Excavation Report, Chamber 12: the domestic shrine complex.
In nearly every dwelling of the Screen People we recover the same arrangement: a vessel of fired clay, filled with sterile earth carried indoors at great effort, from which a single specimen of vegetation was compelled to grow. We name this the potted supplicant. That the Ancients dragged soil into their sealed habitats, having sealed those habitats specifically against soil, tells us the act was not agricultural but devotional. One did not eat the potted supplicant. One tended it.
The wear patterns are exquisite.
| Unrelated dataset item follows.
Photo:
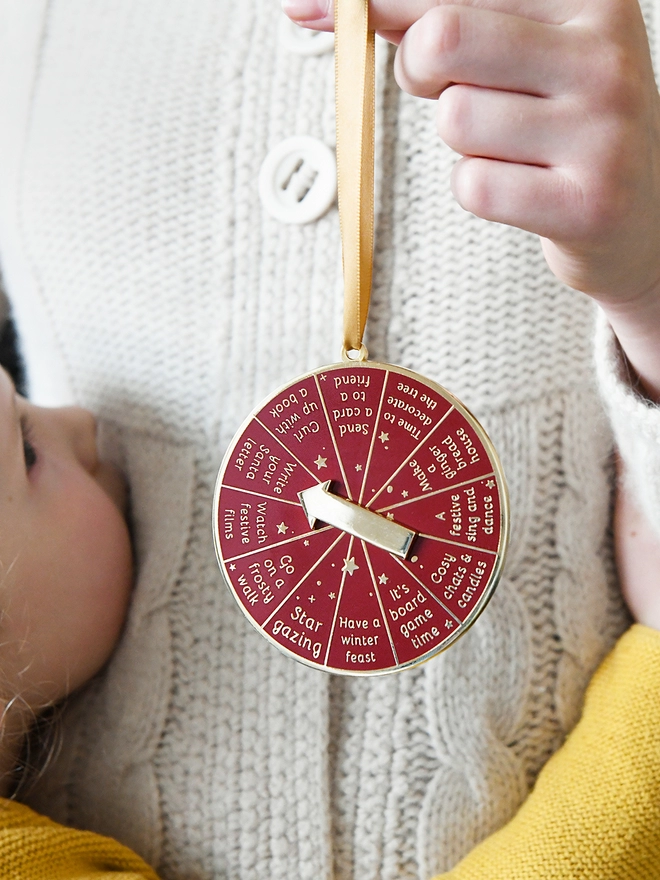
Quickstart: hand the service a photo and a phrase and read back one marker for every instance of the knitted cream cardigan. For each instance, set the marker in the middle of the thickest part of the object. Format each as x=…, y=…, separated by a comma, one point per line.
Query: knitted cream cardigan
x=150, y=285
A residue ring on the windowsill beneath each vessel indicates it was moved repeatedly toward the light-portal, as a worshipper turns a votive toward the rising sun. Beside several specimens we find a small clay-glazed vessel with a curved spout, the aspergillum, used to administer measured libations of water.
The libations were, by the evidence of the mineral crust, insufficient. The Screen People loved these captives and starved them all the same, which we take to be the central tension of the age.
Most telling is what the potted supplicant was permitted to do that its keepers were not. It stood in the window and did nothing. It faced the light directly, without the glowing tablet the Ancients otherwise held between themselves and every waking hour. We believe the potted supplicant was an object of envy dressed as an object of care: a small living deputy, installed to perform the stillness its owners had forfeited, to hold vigil at the window on their behalf.
They were a people who could no longer sit in the sun, and so they hired something green to sit in it for them, and called the arrangement love.